La conexión con el trabajo y el mundo académico
La reforma subraya que la educación debe preparar a los jóvenes tanto para el mundo del trabajo como para el mundo académico. Para ello, el ministro Tadeo García Zalazar, convocó a una amplia gama de sectores. «Nos pareció muy importante la cantidad de especialistas invitados que propuso el ministro. Todas las cámaras empresariales de la provincia, la Bolsa de Comercio, grandes empresas como Tassaroli, la Unión Industrial Mendocina y Bodegas de Argentina, para escuchar que es lo que necesitan los egresados del sistema secundario», comentó María José Sanz.
En el ámbito superior, también estuvieron presentes las unidades académicas de la Universidad Nacional de Cuyo, la Universidad de Mendoza y otras casas de estudio, con foco en la preparación para el posgrado.
«Nuestros jóvenes que eligen la educación superior ya no se conforman con una sola carrera; se requieren doctorados y magísteres.
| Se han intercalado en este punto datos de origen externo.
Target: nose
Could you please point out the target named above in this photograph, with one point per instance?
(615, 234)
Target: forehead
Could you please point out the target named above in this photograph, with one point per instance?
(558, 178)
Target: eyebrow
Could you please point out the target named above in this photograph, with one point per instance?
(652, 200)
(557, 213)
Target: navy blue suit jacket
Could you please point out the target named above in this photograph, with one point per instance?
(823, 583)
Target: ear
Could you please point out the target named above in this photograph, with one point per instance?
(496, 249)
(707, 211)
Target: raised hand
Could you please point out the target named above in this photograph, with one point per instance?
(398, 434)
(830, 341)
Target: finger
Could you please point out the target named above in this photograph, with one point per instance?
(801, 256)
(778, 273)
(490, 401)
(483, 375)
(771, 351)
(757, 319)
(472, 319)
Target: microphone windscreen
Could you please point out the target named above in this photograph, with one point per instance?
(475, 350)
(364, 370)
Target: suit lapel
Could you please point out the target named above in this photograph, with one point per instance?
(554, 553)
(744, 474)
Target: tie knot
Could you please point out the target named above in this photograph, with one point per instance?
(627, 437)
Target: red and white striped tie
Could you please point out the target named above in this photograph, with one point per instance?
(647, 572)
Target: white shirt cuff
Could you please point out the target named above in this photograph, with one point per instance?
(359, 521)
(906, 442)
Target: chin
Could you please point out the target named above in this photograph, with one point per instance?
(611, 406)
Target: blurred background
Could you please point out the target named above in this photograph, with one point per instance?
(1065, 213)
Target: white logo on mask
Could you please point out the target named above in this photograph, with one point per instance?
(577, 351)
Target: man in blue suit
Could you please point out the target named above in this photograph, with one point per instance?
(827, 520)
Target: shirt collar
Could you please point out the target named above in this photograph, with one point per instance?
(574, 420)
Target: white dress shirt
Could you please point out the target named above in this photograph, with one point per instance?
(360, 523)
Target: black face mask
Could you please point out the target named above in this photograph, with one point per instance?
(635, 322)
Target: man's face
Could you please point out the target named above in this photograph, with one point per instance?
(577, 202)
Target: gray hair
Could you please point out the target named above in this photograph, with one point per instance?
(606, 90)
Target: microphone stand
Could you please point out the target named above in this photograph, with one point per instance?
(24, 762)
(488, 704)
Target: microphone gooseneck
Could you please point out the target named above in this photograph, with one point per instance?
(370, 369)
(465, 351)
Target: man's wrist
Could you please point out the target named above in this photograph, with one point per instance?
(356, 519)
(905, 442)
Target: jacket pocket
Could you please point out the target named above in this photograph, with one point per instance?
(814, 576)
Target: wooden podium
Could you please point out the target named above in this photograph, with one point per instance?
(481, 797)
Para prepararlos para esto, la DGE apuesta fuertemente a las tecnologías y los idiomas, con plataformas como Cumbre, con el objetivo de que los egresados puedan seguir estudiando en otros lugares del mundo», enfatizó la delegada.
El calendario: Presentación en noviembre y discusión en diciembre
El documento final de la reforma, ya consensuado por el Consejo de Educación y las entidades invitadas, tendrá su presentación pública en la Legislatura durante el mes de noviembre. «Durante diciembre, se promoverán mesas de discusión con docentes, estudiantes, padres y egresados para que estudien, aporten y sumen todo lo necesario a la propuesta de reforma. Este consenso es fundamental para implementar los primeros cambios en el ciclo lectivo 2026», concluyó Sanz.